Bei 1&1 nennt sich dies nun Innovation. Was bei einem anderen Unternehmen einfach zum guten Ton gehört, ist bei 1&1 nun urplötzlich gar eine Neuerung. Hier muss man bei dem Werbespot das erste Mal kräftig schmunzeln. Der zweite, etwas versteckte Lacher folgt bei den Worten von Herrn Marcell Davis: „Wenn bei Ihnen etwas nicht richtig läuft, bringen wir es zum Laufen. Wenn Sie mit einem Produkt nicht 100 Prozent zufrieden sind, verbessern wir es.“ Es geht also in erster Linie darum, dass dem Kunden in seinem Vertrag bzw. seinem Produkt geholfen wird. Es wird kein Wort darüber verloren, wie sich der Kundendienst zukünftig bei Vertragsreklamationen verhalten wird. Kundenzufriedenheit endet nicht damit, dass man ein Produkt verbessert, wenn es ein Kunde für schlecht empfindet. Zufriedenheit wäre es, wenn man mehr Kulanz beweisen würde. Doch dies wird wohl auch weiterhin nicht in der neuen Innovation von 1&1 zu finden sein. Und wenn doch, so muss dies 1&1 in den nächsten Monaten erst noch beweisen. Die Latte liegt hoch.

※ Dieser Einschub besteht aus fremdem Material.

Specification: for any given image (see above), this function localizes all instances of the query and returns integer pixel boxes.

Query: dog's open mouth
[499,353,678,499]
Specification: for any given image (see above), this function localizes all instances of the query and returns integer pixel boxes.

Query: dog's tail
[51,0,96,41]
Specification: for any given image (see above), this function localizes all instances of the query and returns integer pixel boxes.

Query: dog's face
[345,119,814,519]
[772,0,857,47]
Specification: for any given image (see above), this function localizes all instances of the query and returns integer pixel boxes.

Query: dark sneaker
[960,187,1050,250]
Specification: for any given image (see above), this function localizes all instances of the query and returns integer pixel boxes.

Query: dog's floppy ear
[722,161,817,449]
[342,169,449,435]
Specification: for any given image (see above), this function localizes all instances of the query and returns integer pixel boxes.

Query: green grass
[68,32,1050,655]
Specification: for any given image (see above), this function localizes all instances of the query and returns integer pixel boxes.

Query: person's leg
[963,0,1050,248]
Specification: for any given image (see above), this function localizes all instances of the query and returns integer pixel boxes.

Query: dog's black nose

Eine Innovation ist hingegen, dass man Herrn Davis sogar per E-Mail erreichen kann: davis@1und1.de. Doch dabei handelt es sich wohl kaum um seine persönliche E-Mail-Adresse im Unternehmen. Denn wenn mehrere Tausend Kunden pro Tag an diese Adresse schreiben, müsste Herr Davis einen 100-Stunden-Tag haben, um alle Mails persönlich beantworten zu können. Dies ist der letzte Knaller in dem neuen Werbespot. Man hätte wohl besser die neue und alte Adresse „service@1und1.de“ veröffentlicht. Dann wäre die Verwirrung nicht all zu groß, wenn sich dann der Supportmitarbeiter Peter Müller bei einem melden würde.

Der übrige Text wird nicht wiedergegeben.